En su excelente libro "La Verdadera Historia de Colombia", Hernando Gómez Buendía llama la atención sobre dos peculiaridades institucionales muy propias de nuestro país: el presidencialismo y el centralismo excesivos que resultaron de la Constitución de 1886.

Cuando ésta se aprobó, se cuenta que uno de los delegatarios le comentó al señor Caro que habían adoptado una monarquía. Caro, con la sorna que lo caracterizaba, respondió: "Sí, pero desafortunadamente electiva".

La figura presidencial había quedado reducida a su mínima expresión en el estatuto de 1863, en el que los radicales trataron de frenar los ímpetus dictatoriales de Mosquera, que se hacía llamar el Gran General. El presidente en ese entonces era elegido por el voto de los estados soberanos para un período de dos años y lo limitaba severamente el senado, llevando al extremo la fórmula que en los Estados Unidos se conocía como el gobierno congresional, que dio título después a un célebre texto de Woodrow Wilson (vid. El gobierno congresional y la administración pública | Wilson | Revista de Administración Pública (unam.mx).

Nuestro régimen presidencial ha experimentado numerosas y graves vicisitudes a lo largo de los últimos 138 años. En 1991 se intentó reducir su influencia, pero quedaron vestigios de poderes discrecionales, en la práctica incontrolados, que hacen que gravite severamente sobre el espectro político y que en manos de alguien poco confiable y nada respetable podrían acarrear ruinosos daños institucionales.

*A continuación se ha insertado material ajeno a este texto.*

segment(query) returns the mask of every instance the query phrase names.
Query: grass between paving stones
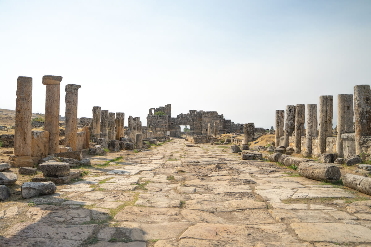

El señor Caro predicaba la irresponsabilidad presidencial, pero a cambio de la responsabilidad de los ministros, lo que implicaba lo que el profesor Lowenstein en su "Teoría de la Constitución" denominaba un control intraorgánico (vid. (99+) TEORIA DE LA CONSTITUCION - KARL LOEWENSTEIN (1) | rosalyn tullume - Academia.edu). Esa responsabilidad ministerial de hecho ha sido letra muerta, pese a la moción de censura que se instauró en 1991 y no ha dado resultados efectivos.

El juicio, bien sea por responsabilidad política o responsabilidad penal, pasa por el filtro de un cuerpo cerrado y proclive a toda suerte de manipulaciones. A sus integrantes sólo puede controlarlos la Sala Penal de la Corte Suprema de Justicia, en caso de que incurran en delitos vinculados con el trámite de sus diligencias. Pero es algo bastante remoto.

Si algo fuere menester que se reformara en nuestra Constitución Política es lo atinente a la institución presidencial. Hay muchas iniciativas que podrían adelantarse al respecto, pero falta lo más importante: la decisión política.

El excesivo centralismo es otra lacra de nuestro régimen constitucional. Núñez pensaba que lo importante era combinar la centralización política con la descentralización administrativa. Pero recuerdo que el sabio Ramón de Zubiría me comentaba que en la práctica la consigna de Núñez había derivado en una descentralización política en cabeza de los jefes regionales de los partidos y una rigurosa centralización administrativa fundada en los abultados recursos de que dispone casi que a su antojo el gobierno nacional.

La Constitución de 1991 no logró ponerle coto efectivo a esta tendencia y es por eso que hoy se advierte en varias regiones del país un vigoroso movimiento en favor de una descentralización fiscal que garantice el principio de autonomía que la Constitución ha consagrado para las entidades territoriales. ¿Por qué temerle a que esas legítimas aspiraciones deriven hacia la adopción de un régimen federal o, al menos, a la fórmula de la federalización que en su hora propuso el entonces presidente López Michelsen?

Por desventura, las ideas sobre modificación constitucional que parece albergar el actual inquilino de la Casa de Nariño no se encaminan a mejorar nuestro régimen político, sino más bien a deteriorarlo más de lo que está.